Con la belleza, la nada se reduce a pura nada.

La estética filosófica ha sido estudiada a lo largo de la historia desde diversos y variados enfoques. Desde las primeras reflexiones allá en la Grecia clásica, hasta las últimas aportaciones de la mano de las corrientes actuales (como la fenomenológica o analítica, entre otras), se han sucedido muchos autores y muchos modos de intentar dar explicación a esa experiencia que, desde una interpretación más o menos cotidiana, cualquier persona podría suscribir haber vivido en alguna ocasión de su vida: me refiero a la experiencia estética.

La experiencia estética

La especifidad de la experiencia estética

La experiencia estética posee una especificidad propia que, seguramente, la distancia de las análogas que nos puedan proporcionar las otras facultades humanas (cognición, voluntad), aunque no por ello se pueda afirmar que sean independientes entre sí.

Esta especificidad no facilita —por desgracia, o por fortuna— una mayor comprensión de la misma; todo lo contrario: la sitúa rodeada de cierto halo de vaguedad, de indefinición, de misterio incluso… pero que, una vez nos sumergimos en ella, revela itinerarios, no hacia pozos oscuros sin final, sino hacia una luminosidad renovada cuya expresión difícilmente pueda ser realizada mediante conceptos al uso. Ésa es su atracción, y ésa es a su vez su dificultad: ya nos decía Platón al final de su Primer Hipias que «las cosas bellas son difíciles».

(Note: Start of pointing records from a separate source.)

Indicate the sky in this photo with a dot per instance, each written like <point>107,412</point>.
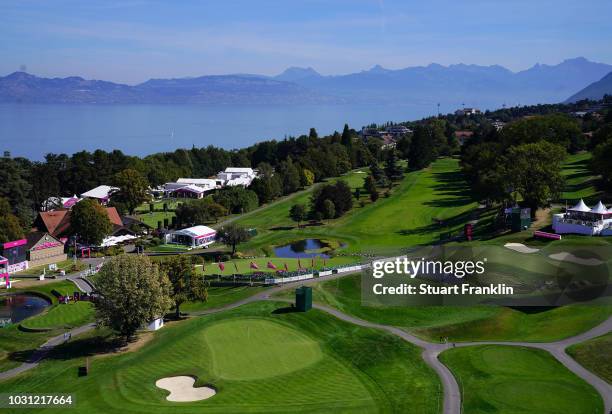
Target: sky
<point>131,41</point>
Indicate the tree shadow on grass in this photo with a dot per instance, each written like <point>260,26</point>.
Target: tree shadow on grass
<point>286,309</point>
<point>77,348</point>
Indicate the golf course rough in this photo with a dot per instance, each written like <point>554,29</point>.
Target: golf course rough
<point>511,379</point>
<point>258,360</point>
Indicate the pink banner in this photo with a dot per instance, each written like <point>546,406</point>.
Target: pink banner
<point>15,243</point>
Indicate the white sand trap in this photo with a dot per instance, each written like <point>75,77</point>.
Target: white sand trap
<point>569,257</point>
<point>520,247</point>
<point>182,390</point>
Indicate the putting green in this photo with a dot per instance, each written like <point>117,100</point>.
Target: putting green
<point>248,349</point>
<point>284,362</point>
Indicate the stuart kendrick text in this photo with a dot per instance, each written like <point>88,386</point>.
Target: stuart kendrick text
<point>427,289</point>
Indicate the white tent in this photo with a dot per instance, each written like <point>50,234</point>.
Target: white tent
<point>580,207</point>
<point>599,209</point>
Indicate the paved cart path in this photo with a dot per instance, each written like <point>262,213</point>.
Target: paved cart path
<point>431,351</point>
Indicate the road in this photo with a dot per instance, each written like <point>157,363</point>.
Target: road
<point>452,396</point>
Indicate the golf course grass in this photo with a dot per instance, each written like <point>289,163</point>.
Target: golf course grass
<point>422,206</point>
<point>507,379</point>
<point>258,359</point>
<point>463,323</point>
<point>222,295</point>
<point>595,355</point>
<point>17,344</point>
<point>62,316</point>
<point>243,266</point>
<point>579,179</point>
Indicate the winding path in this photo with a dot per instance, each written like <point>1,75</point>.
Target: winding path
<point>431,351</point>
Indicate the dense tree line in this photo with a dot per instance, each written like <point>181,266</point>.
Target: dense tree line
<point>286,166</point>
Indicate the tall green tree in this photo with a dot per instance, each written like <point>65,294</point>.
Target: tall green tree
<point>10,227</point>
<point>133,292</point>
<point>232,235</point>
<point>133,189</point>
<point>534,171</point>
<point>186,285</point>
<point>89,221</point>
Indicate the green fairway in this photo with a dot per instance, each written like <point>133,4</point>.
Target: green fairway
<point>423,205</point>
<point>595,355</point>
<point>257,359</point>
<point>62,316</point>
<point>504,379</point>
<point>249,349</point>
<point>579,179</point>
<point>16,344</point>
<point>221,295</point>
<point>463,323</point>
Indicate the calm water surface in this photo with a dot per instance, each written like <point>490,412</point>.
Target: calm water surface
<point>34,130</point>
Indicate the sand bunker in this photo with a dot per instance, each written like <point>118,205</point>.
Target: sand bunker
<point>520,247</point>
<point>182,390</point>
<point>568,257</point>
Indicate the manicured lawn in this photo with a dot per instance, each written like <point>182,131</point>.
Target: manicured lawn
<point>222,295</point>
<point>504,379</point>
<point>579,179</point>
<point>243,265</point>
<point>15,344</point>
<point>62,316</point>
<point>409,216</point>
<point>595,355</point>
<point>258,360</point>
<point>463,323</point>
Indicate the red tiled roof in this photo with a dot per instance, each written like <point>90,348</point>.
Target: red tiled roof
<point>57,222</point>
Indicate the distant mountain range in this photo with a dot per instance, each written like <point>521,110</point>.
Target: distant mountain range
<point>474,85</point>
<point>594,91</point>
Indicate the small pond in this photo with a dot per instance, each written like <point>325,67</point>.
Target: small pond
<point>302,248</point>
<point>18,307</point>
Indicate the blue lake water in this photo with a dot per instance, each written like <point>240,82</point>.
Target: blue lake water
<point>18,307</point>
<point>306,248</point>
<point>34,130</point>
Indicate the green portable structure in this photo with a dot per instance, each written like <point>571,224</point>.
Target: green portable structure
<point>303,298</point>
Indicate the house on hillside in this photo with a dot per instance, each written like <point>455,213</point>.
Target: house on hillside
<point>15,254</point>
<point>398,131</point>
<point>101,193</point>
<point>57,222</point>
<point>467,111</point>
<point>581,219</point>
<point>182,190</point>
<point>192,237</point>
<point>463,136</point>
<point>43,249</point>
<point>233,176</point>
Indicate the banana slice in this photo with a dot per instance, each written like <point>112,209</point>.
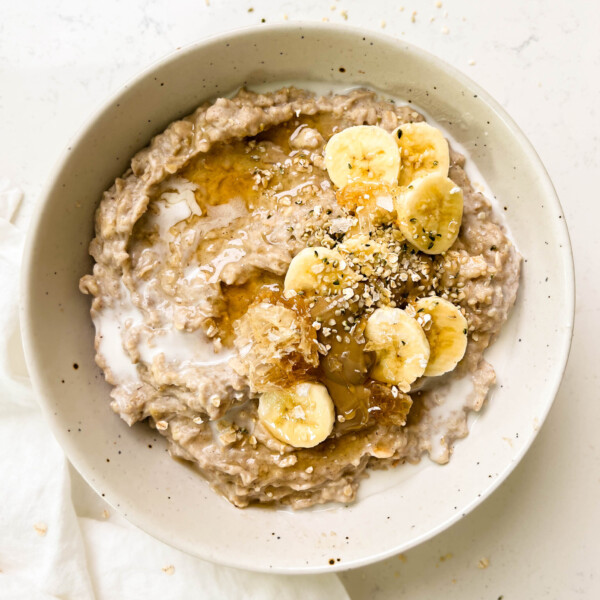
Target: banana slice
<point>423,150</point>
<point>302,416</point>
<point>400,345</point>
<point>430,213</point>
<point>362,153</point>
<point>319,270</point>
<point>446,331</point>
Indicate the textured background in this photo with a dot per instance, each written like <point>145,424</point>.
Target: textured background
<point>541,61</point>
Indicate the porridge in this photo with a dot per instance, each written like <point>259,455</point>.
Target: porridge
<point>285,286</point>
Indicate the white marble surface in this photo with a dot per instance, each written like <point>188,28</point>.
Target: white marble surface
<point>540,531</point>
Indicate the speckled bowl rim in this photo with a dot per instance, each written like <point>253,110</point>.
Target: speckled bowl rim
<point>35,362</point>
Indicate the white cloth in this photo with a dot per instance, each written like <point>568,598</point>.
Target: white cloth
<point>58,539</point>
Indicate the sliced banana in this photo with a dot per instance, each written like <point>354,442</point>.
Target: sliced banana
<point>319,270</point>
<point>430,212</point>
<point>400,345</point>
<point>423,150</point>
<point>302,416</point>
<point>446,331</point>
<point>363,153</point>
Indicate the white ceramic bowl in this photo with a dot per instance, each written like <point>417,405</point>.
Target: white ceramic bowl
<point>397,509</point>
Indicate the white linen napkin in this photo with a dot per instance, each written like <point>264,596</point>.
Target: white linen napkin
<point>58,539</point>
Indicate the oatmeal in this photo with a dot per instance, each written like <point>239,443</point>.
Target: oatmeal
<point>285,286</point>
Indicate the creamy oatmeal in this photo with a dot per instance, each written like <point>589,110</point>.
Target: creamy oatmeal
<point>286,285</point>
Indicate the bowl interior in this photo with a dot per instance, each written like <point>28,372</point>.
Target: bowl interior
<point>397,509</point>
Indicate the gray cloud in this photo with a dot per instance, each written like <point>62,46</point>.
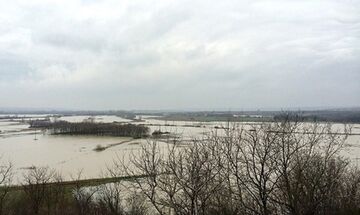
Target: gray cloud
<point>184,54</point>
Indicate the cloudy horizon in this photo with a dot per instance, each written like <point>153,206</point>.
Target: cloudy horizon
<point>107,54</point>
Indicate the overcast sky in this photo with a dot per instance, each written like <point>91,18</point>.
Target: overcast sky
<point>206,54</point>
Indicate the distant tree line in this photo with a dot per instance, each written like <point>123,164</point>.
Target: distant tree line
<point>90,128</point>
<point>286,167</point>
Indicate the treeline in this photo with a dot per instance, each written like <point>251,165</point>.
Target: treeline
<point>43,192</point>
<point>274,168</point>
<point>271,169</point>
<point>90,128</point>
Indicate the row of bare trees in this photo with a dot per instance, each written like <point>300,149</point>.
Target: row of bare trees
<point>271,168</point>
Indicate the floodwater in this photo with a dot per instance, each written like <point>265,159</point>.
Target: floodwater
<point>70,154</point>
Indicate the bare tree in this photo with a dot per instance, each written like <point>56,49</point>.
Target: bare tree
<point>36,186</point>
<point>6,175</point>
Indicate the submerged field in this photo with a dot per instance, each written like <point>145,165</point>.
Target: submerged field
<point>28,148</point>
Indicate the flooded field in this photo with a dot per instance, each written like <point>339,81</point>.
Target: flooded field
<point>26,147</point>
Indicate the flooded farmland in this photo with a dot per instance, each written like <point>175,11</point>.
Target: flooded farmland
<point>27,148</point>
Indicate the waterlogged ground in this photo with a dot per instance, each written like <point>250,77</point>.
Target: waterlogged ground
<point>69,154</point>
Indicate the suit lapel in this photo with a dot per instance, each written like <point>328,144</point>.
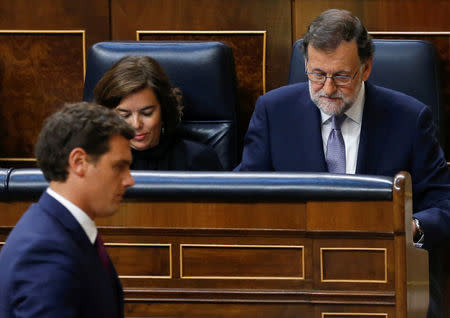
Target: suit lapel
<point>311,157</point>
<point>371,138</point>
<point>51,206</point>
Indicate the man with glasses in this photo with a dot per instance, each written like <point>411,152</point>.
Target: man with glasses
<point>339,123</point>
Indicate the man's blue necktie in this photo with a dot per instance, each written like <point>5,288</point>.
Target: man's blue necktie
<point>335,156</point>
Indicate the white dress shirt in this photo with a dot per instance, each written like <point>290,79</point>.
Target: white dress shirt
<point>87,224</point>
<point>351,131</point>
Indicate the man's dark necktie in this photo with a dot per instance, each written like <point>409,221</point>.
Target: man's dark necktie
<point>103,254</point>
<point>335,156</point>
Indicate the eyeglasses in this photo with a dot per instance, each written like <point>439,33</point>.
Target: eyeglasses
<point>338,80</point>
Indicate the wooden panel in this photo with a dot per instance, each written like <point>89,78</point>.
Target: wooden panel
<point>208,215</point>
<point>218,309</point>
<point>241,262</point>
<point>273,16</point>
<point>134,260</point>
<point>379,15</point>
<point>89,15</point>
<point>353,265</point>
<point>249,51</point>
<point>355,216</point>
<point>38,73</point>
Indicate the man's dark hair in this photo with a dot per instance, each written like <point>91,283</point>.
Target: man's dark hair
<point>332,27</point>
<point>85,125</point>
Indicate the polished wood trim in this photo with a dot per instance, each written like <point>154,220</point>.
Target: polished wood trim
<point>409,32</point>
<point>261,32</point>
<point>322,249</point>
<point>83,42</point>
<point>18,159</point>
<point>325,314</point>
<point>301,247</point>
<point>170,276</point>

Correlatos de la experiencia estética

En la experiencia estética se actualizan dos correlatos: la cosa bella, y el sujeto que aprehende su belleza. Si en la época más antigua se daba más peso al polo objetivo, y en la modernidad al subjetivo, en la época contemporánea es común considerar la presencia constructa de ambos. Efectivamente, la belleza no es algo que esté ahí fuera, esperando ser aprehendida por un espectador; y, de modo análogo, la experiencia estética no es algo que dependa única y exclusivamente del sujeto. Se trata de una vivencia en la que se encuentran presentes ambos correlatos, yendo más allá de lo objetivo y concreto, así como de lo meramente subjetivo.

Dificultad de conceptuación de la experiencia estética

Un aspecto del que se han hecho eco no pocos autores es la dificultad asociada a su conceptuación. Si bien es algo que está al alcance de todos —en principio—, no todos la pueden experimentar en los mismos niveles de profundidad, ya que requiere cierta dosis de formación, de educación, de ascesis podríamos decir. Y ello conlleva cierta transformación personal, cierta reconfiguración de nuestro ser que repercute no sólo en la acrecentamiento de nuestras posibilidades estéticas sino, lo que quizá sea más importante, en nuestras posibilidades vitales.

Metodologías meramente empíricas o copnceptuales

No siempre se piensa lo estético en estos términos, siendo común mantenerse en metodologías meramente empíricas o conceptuales; lo cual, si bien puede ser de gran ayuda, deja por responder la pregunta de si, desde estas perspectivas, se agota toda la complejidad de lo que pueda ser una experiencia estética, o es preciso algo más. Porque, también es cierto que lo estético posee unas consecuencias antropológicas relevantes. Y —en mi opinión— no abundan estudios profundos al respecto.

El libro de Pérez Laborda

Pues bien, a mi modo de ver, el libro de Alfonso Pérez de Laborda – que lleva por título La nada y la belleza (Madrid: Editorial Encuentro, 2018)- ofrece una respuesta en esta dirección. La belleza tiene que ver con la realidad de las cosas, sí; con su ser, pero también con el nuestro, de modo que si queremos aprehender la belleza de la realidad se ha de propiciar simultáneamente una transformación radical de nuestro ser, en el seno de una bidireccionalidad o circularidad felizmente virtuosa, la cual desemboca en nuevas posibilidades existenciales que orientan nuestro vivir hacia la plenitud.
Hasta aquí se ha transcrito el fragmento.